Désia25 récupère de la chaleur dégagée par une usine d’incinération à deux kilomètres, qu’elle ne parvenait pas à valoriser l’été. « Nous avons un contrat sur quinze ans, pour une énergie très compétitive. » L’intégration de deux scieries permet de consolider le projet économique et d’assurer une activité toute l’année aux onze salariés de Desia25. Un partenariat a été trouvé avec un bûcheron qui fournit la main-d’oeuvre pour assurer la récolte et le transport de l’herbe et des granulés.
Une Commission environnement a rédigé un Document unique
Desia25 va encore plus loin, avec la création d’une Commission environnement où siègent des associations environnementales, et avec la rédaction par cette Commission d’un Document unique qui recense les objectifs des actionnaires. « Dès le début du projet nous avons fait entrer dans le débat des non-agriculteurs, associations, élus… Nous avons rédigé le Document unique en tenant compte de ces discussions », raconte Emmanuel Marguet.
Par exemple, la fauche précoce inquiétait les associations à cause de ses conséquences négatives sur la biodiversité. « Ils ont compris l’intérêt de la fauche précoce pour la protéine et pour réduire ainsi les besoins en concentrés. On en est arrivés à l’idée qu’il faut qu’elle soit compensée par des hectares conduits en fauche tardive, pour du foin de juillet. Au début, ce sera dur pour nous, avec un changement à mener dans l’organisation du travail, mais aussi dans la conduite des prairies (fertilisation, diversité des espèces prairiales). »
Des critères d’exclusion pour que les agriculteurs ne se transforment pas en marchands de granulés
Des critères d’exclusion de membres de la SAS sont recensés dans le Document unique : s’il n’y a pas de création de surfaces en fauche tardive, si une part trop importante de granulés d’herbe est vendue, s’il est constaté une hausse significative de la fertilisation (la qualité de l’herbe est inversement proportionnelle à la hausse des doses d’engrais)… Si trop de dérives sont constatées, l’agriculteur passe devant la Commission environnement qui décidera de son exclusion. « Nous ne voulons pas que les éleveurs se transforment en marchands de granulés, et qu’ils sortent de nos objectifs d’autonomie alimentaire et d’empreinte environnementale positive… », résume Emmanuel Marguet.

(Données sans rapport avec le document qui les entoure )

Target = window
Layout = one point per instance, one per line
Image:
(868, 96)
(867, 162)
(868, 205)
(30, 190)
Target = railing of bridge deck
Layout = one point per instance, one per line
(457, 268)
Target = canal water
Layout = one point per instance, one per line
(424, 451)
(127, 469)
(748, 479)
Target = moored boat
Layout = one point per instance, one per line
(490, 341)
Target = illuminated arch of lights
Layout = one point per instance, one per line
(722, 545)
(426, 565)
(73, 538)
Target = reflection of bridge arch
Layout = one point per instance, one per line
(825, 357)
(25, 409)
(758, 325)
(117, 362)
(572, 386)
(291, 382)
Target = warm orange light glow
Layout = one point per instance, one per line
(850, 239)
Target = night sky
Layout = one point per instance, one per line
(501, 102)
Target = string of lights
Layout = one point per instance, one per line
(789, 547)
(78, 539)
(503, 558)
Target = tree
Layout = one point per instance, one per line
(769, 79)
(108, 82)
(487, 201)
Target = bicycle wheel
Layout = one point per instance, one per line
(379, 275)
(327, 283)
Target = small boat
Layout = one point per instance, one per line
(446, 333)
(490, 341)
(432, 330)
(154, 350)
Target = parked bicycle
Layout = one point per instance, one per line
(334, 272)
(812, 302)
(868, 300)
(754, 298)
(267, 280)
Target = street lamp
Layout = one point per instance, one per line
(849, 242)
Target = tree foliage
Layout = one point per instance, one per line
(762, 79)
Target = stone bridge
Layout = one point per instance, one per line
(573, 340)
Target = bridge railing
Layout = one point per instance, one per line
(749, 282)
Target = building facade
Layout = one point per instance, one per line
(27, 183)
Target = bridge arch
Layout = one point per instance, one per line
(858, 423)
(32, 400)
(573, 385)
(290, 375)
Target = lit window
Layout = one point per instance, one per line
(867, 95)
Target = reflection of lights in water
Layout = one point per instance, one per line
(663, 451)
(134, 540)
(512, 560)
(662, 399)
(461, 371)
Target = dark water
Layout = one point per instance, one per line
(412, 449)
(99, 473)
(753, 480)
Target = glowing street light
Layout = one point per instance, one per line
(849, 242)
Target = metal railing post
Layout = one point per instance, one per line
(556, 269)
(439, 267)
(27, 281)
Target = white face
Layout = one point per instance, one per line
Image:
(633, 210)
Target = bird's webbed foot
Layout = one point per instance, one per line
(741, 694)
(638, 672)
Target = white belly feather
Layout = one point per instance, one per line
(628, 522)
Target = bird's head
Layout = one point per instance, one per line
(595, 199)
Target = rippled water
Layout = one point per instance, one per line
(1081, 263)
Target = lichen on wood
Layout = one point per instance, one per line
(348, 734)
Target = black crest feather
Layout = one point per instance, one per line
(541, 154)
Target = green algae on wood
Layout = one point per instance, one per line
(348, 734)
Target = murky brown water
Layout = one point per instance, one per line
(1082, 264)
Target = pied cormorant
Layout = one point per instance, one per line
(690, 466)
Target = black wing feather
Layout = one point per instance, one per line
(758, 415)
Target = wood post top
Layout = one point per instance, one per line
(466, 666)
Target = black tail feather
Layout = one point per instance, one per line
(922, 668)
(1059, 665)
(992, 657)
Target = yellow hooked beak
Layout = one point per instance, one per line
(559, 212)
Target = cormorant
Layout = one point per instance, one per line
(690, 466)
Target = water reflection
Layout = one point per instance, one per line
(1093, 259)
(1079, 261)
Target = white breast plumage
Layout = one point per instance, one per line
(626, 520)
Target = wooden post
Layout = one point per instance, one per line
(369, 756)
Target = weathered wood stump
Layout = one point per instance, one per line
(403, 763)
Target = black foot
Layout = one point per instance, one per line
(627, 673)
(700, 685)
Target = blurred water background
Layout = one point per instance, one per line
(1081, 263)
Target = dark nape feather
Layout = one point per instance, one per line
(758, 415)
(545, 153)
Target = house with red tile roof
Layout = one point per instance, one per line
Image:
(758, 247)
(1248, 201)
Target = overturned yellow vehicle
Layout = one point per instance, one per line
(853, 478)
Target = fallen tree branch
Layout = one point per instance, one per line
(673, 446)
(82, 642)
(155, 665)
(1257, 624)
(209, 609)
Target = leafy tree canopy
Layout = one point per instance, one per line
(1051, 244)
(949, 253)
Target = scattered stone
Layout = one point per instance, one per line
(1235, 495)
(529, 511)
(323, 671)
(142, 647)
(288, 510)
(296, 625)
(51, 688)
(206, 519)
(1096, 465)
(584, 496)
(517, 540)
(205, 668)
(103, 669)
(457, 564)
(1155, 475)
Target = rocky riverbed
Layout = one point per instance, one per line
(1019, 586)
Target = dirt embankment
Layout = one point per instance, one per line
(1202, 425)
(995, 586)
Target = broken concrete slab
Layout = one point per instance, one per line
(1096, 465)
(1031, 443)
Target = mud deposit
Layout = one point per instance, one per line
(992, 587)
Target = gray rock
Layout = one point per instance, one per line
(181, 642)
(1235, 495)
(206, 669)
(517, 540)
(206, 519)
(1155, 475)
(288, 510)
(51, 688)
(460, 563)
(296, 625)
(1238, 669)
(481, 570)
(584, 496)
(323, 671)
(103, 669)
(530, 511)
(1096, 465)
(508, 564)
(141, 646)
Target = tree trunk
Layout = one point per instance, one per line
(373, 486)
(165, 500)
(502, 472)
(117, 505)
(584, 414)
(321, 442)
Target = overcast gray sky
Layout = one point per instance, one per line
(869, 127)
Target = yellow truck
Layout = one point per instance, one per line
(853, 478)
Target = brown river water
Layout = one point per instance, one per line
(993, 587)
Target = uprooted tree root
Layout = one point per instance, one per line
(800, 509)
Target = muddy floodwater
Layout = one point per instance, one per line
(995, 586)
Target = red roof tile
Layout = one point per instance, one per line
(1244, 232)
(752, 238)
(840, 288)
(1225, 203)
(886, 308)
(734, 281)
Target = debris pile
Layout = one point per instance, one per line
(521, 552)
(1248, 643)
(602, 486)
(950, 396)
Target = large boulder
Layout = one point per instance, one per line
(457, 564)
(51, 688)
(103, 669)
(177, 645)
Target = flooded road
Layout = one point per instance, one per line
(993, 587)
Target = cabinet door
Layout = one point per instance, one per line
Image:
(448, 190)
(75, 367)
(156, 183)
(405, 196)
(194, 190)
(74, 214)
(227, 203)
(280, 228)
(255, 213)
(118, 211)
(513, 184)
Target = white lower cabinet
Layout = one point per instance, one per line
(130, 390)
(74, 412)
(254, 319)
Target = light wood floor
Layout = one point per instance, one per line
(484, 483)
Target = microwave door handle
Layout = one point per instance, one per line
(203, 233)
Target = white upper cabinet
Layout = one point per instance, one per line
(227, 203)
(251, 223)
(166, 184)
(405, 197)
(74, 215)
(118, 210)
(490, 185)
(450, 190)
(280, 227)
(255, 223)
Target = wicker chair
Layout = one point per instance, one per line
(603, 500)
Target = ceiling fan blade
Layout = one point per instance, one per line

Selon le président, « le modèle idéal serait une ferme avec quelques hectares de prairies temporaires conduites en fauche précoce, pour la production de granulés. Et le reste de la surface en prairies permanentes, conduites de façon plus extensive, en fauche tardive, pour faire un foin diversifié. Nous avons constaté que les bio ont les meilleurs résultats. C’est lié au fait que même s’il y a un retard de quelques jours pour faucher, leur herbe perd très peu de valeur alimentaire. Les systèmes plus extensifs sont moins stressants et répondent à notre objectif de systèmes vivables. »
16 % de MAT en moyenne sur la troisième coupe 2013
En 2013, l’année de démarrage, la première coupe a eu lieu trop tard, les valeurs ont donc été décevantes : 10 à 12 % de MAT et 0,72 à 0,76 UFL. « Heureusement, la troisième coupe a révélé des analyses bien meilleures : 0,77 UFL et près de 16 % de MAT en moyenne, avec des valeurs pouvant atteindre 19-20 % MAT sur certains échantillons. »
Cette première année a été riche d’enseignements. Le groupe se rend compte que certaines prairies manquent de légumineuses, et qu’il faut ramener de la biodiversité dans certaines prairies pour améliorer la qualité alimentaire.
Chaque éleveur récupère son herbe en granulés
Les 79 exploitations détiennent des actions, à hauteur de 3 000 euros par agriculteur.
Chaque exploitation récupère son herbe en granulés, ce qui permet d’intégrer des bio au projet.
Chaque année, trois tours de récolte sont organisés. Pour chaque tour, chaque exploitation décide quels champs elle veut faire déshydrater. La difficulté majeure est de passer au bon moment chez chacun.
L’éleveur adhérent paie une prestation de service de 200 euros HT/tonne de granulé.